Indulge in the Best Banana Foster Chia Pudding: A Healthy, Creamy & Easy Breakfast Recipe
Prepare to fall in love with the most delicious and satisfying banana chia pudding you will ever make! This recipe transforms simple ingredients into a truly indulgent breakfast experience, reminiscent of classic bananas foster. Imagine layers of incredibly creamy chia pudding, topped with perfectly caramelized bananas and a luscious almond butter “caramel” sauce. It’s a symphony of flavors and textures that feels like a decadent dessert but is secretly packed with nutrients. Whether you’re looking for a healthy breakfast, a guilt-free snack, or a delightful treat, this banana chia pudding is easy to mix, chill, and enjoy!

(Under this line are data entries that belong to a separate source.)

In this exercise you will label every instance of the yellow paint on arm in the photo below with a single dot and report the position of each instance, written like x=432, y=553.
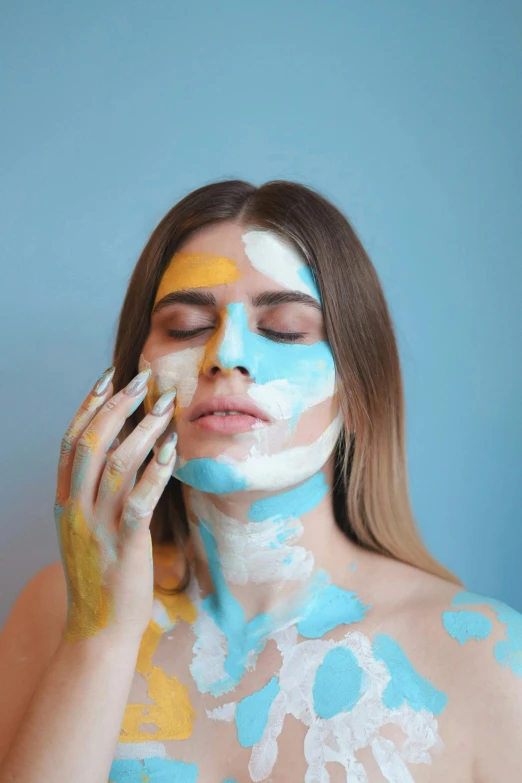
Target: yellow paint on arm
x=91, y=605
x=196, y=270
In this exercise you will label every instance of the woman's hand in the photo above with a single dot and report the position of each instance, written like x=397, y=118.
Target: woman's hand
x=103, y=516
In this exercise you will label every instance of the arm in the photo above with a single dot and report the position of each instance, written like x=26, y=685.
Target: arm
x=61, y=703
x=72, y=725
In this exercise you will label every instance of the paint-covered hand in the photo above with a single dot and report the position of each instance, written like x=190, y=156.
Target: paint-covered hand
x=103, y=514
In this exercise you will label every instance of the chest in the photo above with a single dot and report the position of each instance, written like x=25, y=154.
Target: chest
x=349, y=706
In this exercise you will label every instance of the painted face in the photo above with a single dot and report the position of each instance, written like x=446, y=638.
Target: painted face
x=237, y=328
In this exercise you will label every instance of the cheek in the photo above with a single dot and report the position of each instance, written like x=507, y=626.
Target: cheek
x=179, y=370
x=305, y=378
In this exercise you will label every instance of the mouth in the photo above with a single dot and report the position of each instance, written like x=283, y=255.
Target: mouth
x=229, y=415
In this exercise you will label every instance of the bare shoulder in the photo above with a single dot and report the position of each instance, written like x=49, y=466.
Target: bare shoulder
x=40, y=609
x=28, y=641
x=487, y=634
x=471, y=646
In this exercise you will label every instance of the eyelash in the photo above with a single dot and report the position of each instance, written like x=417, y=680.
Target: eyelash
x=280, y=337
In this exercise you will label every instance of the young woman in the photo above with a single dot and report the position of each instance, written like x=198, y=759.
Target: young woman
x=286, y=623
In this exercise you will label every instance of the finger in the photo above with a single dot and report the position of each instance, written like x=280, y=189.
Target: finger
x=141, y=502
x=88, y=409
x=122, y=465
x=92, y=445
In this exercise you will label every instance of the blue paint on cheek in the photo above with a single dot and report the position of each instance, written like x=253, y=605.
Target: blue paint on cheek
x=228, y=614
x=337, y=685
x=303, y=366
x=466, y=625
x=331, y=606
x=209, y=475
x=252, y=714
x=293, y=503
x=406, y=684
x=508, y=651
x=155, y=769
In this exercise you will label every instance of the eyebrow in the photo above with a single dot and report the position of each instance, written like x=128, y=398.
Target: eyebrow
x=264, y=299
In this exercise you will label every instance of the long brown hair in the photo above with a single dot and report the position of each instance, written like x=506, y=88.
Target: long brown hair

As a dedicated sweet breakfast enthusiast, I often crave something delightful to start my day. While I do enjoy a savory breakfast occasionally, like my healthy enchilada breakfast skillet or flavorful egg stuffed peppers, my heart truly belongs to sweeter options. I frequently reach for energizing protein shakes, such as my favorite peanut butter espresso protein shake, or comforting overnight oats like my dreamy strawberries and cream oats. However, this Banana Foster inspired chia pudding has become an absolute staple in my morning routine, and for good reason!
This exquisite recipe begins with a base of thick, luxuriously creamy chia pudding. It’s then elevated with a generous layer of rich almond butter “caramel” and finished with sweet, tender caramelized bananas. For an added textural crunch, I love to sprinkle some chopped pecans on top. The result is a super lush, almost decadent breakfast that tastes like a dessert, yet it’s wonderfully lower in sugar, incredibly high in fiber, and supremely satiating. If you’re looking to revitalize your breakfast routine, seeking delicious breakfast recipes without eggs, or simply want a wholesome treat, this Banana Foster Chia Pudding is absolutely perfect for you!
Banana Foster Chia Pudding Recipe Video
Why You’ll Absolutely Love This Banana Foster Chia Pudding Recipe
- Unbeatable Satiation: Thanks to the incredibly high fiber content of chia seeds, this breakfast will keep you feeling full and completely satiated for hours. This means no mid-morning cravings and sustained energy throughout your day.
- Gut Health & Omega-3 Powerhouse: Chia seeds are not just filling; they are also incredible for promoting optimal gut health, aiding digestion, and are packed full of essential omega-3 fatty acids, crucial for brain and heart health.
- Dietary Inclusivity: This banana chia pudding is thoughtfully crafted to be vegan, gluten-free, egg-free, grain-free, paleo, and entirely refined sugar-free, making it suitable for a wide range of dietary needs and preferences.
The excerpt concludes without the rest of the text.